I know I haven't written anything important in a while but it's almost like nothing has happened. The compulsions haven't disappeared but it feels normal now, almost like a ritual to head to Myrtle's bathroom during my breaks and touch the little snake before sitting down. And my initial thoughts on Myrtle being good company haven't changed. She's the biggest gossip ever, even more so than the upper year Gryffindor's who are always talking about somebody. As a ghost, she has access to the entire castle and she's been listening through walls for the past fifty years. So of course there's always something to be learned about my classmates and professors. And she always manages to make me laugh whether the story she's telling me is old or new.

Today though was different. I confessed about my compulsions and she didn't laugh it off. I think it did scare her a bit. Kinda funny right? I spooked a spook! But bad humor aside, talking about the compulsions to come to the bathroom brought up all sorts of questions. The fact that the compulsions were still there almost two months into term meant that there was something more. The only conclusion we could come to was that something wanted me to go back to the Chamber. It's stupid and dangerous and brought up all sorts of other doubts. How can I be sure that it really isn't Him? I had dismissed the worry earlier because the compulsions felt benign and the idea that they were something else felt right somehow. That alone should've rung warning bells but it was so much easier to ignore the worries and focus on other things.

Stupider still is the fact that both of us are actually considering going down there. We argued for quite a bit about it. There were so many mysteries and secrets surrounding the Chamber itself and the only solution to the puzzle at hand was going to be found down there. It made sense to want to go down and find out for ourselves. Of course it's utterly idiotic for a Second year girl and a ghost to do something so dangerous, alone no less but the basilisk is dead. What else is left that could possibly be dangerous? With a little planning, this little adventure should be doable. And it'll bring me closure won't it? To see the place I almost died and see the remains of the battle and the body of the giant snake. Also, my brother and his friends are always doing stupid and dangerous things that they have no right to be doing. In comparison to some of the stunts that they've pulled in the past, this is nothing.

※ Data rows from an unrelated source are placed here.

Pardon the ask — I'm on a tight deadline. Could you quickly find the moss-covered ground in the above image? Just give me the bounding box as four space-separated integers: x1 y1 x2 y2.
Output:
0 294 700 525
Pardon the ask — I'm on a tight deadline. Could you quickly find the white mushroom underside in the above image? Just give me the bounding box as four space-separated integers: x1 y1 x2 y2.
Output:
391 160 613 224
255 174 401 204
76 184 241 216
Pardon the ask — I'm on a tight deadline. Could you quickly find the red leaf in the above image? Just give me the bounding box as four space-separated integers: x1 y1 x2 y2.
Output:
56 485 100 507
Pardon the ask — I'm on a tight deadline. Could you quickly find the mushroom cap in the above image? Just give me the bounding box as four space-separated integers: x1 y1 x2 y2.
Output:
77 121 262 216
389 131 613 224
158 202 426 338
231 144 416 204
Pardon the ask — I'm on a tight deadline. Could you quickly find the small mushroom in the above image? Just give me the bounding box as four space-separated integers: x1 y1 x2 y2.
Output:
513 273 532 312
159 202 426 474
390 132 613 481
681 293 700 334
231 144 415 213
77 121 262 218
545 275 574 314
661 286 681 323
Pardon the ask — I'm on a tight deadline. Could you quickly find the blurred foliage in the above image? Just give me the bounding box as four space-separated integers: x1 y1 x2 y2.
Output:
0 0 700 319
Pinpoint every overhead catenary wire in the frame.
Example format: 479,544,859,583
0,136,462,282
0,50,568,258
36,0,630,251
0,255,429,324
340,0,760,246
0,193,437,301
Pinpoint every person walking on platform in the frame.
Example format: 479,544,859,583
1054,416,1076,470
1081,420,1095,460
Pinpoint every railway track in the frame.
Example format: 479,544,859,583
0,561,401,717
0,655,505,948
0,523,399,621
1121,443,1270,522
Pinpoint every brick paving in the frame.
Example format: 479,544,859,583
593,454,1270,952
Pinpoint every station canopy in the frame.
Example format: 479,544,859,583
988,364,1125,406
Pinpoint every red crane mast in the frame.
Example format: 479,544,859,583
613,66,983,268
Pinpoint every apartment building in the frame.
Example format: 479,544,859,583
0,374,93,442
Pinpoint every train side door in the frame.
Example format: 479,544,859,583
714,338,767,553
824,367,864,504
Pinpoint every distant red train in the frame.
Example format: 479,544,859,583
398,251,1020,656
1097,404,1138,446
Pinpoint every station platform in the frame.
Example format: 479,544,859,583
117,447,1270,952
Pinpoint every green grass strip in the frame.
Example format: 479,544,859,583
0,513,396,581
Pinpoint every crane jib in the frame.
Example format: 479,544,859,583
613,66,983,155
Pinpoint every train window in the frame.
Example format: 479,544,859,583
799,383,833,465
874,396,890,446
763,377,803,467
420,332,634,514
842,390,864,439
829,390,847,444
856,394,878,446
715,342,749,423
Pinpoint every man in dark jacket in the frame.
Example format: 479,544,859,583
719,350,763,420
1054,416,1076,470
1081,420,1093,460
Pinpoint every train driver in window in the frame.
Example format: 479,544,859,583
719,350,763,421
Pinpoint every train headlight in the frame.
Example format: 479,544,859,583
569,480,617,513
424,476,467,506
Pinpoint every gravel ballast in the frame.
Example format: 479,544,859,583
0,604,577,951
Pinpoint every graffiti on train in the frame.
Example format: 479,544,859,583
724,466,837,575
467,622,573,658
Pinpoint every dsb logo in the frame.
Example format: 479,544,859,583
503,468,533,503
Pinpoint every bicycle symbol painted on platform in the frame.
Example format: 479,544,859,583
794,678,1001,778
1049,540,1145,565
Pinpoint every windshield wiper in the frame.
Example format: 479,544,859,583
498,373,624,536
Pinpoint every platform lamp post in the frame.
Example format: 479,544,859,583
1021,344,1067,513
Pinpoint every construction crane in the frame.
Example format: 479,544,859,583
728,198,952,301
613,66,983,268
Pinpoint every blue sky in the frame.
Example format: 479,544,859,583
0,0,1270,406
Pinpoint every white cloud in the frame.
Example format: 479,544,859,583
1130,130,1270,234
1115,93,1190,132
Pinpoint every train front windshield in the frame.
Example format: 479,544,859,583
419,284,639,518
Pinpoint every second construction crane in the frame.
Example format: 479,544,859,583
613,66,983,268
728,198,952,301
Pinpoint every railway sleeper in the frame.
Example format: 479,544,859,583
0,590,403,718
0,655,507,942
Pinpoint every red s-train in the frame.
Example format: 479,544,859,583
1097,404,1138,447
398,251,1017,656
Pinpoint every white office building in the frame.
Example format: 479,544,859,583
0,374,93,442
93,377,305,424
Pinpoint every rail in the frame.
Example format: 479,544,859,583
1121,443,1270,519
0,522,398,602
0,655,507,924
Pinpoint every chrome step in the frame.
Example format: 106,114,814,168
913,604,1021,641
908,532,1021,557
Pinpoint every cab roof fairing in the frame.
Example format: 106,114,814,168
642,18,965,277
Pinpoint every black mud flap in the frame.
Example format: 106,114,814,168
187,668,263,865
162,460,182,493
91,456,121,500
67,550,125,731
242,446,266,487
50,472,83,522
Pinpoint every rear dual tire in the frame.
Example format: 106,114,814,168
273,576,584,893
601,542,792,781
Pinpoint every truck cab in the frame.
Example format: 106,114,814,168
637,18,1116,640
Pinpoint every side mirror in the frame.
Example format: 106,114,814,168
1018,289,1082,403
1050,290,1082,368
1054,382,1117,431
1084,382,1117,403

Regardless, it's all going to be a moot point if I can't even get in. We've theorized that it should still be possible. The wards on the Chamber should recognize me from my earlier trips down there when I was possessed. The only real issue is the Parseltongue for the password and I've had my suspicions over the summer that it's a little gift that He left behind. Over the summer I would sometimes hear little whispers, words that I could barely make out when I was alone in the orchards. I didn't tell anyone at the time because I thought it was just my imagination but now that the discussion has been brought up, I'm starting to think it might've been the garden snakes that like to frequent the lands around the Burrow.

Both of us have decided that if this is going to happen, then our best bet is going to be Halloween. It's a Hogmeade weekend and no one (namely my brother) will notice if I'm gone all day. Collin might ask but he's getting used to me spending obscene amounts of time wandering the castle alone. So we have just over a week to plan our personal adventure. If I'm going to do this, I need to think of failsafe's just in case this is more serious than I imagined. I'm not going to let myself fall into a trap like last year without leaving myself a way out.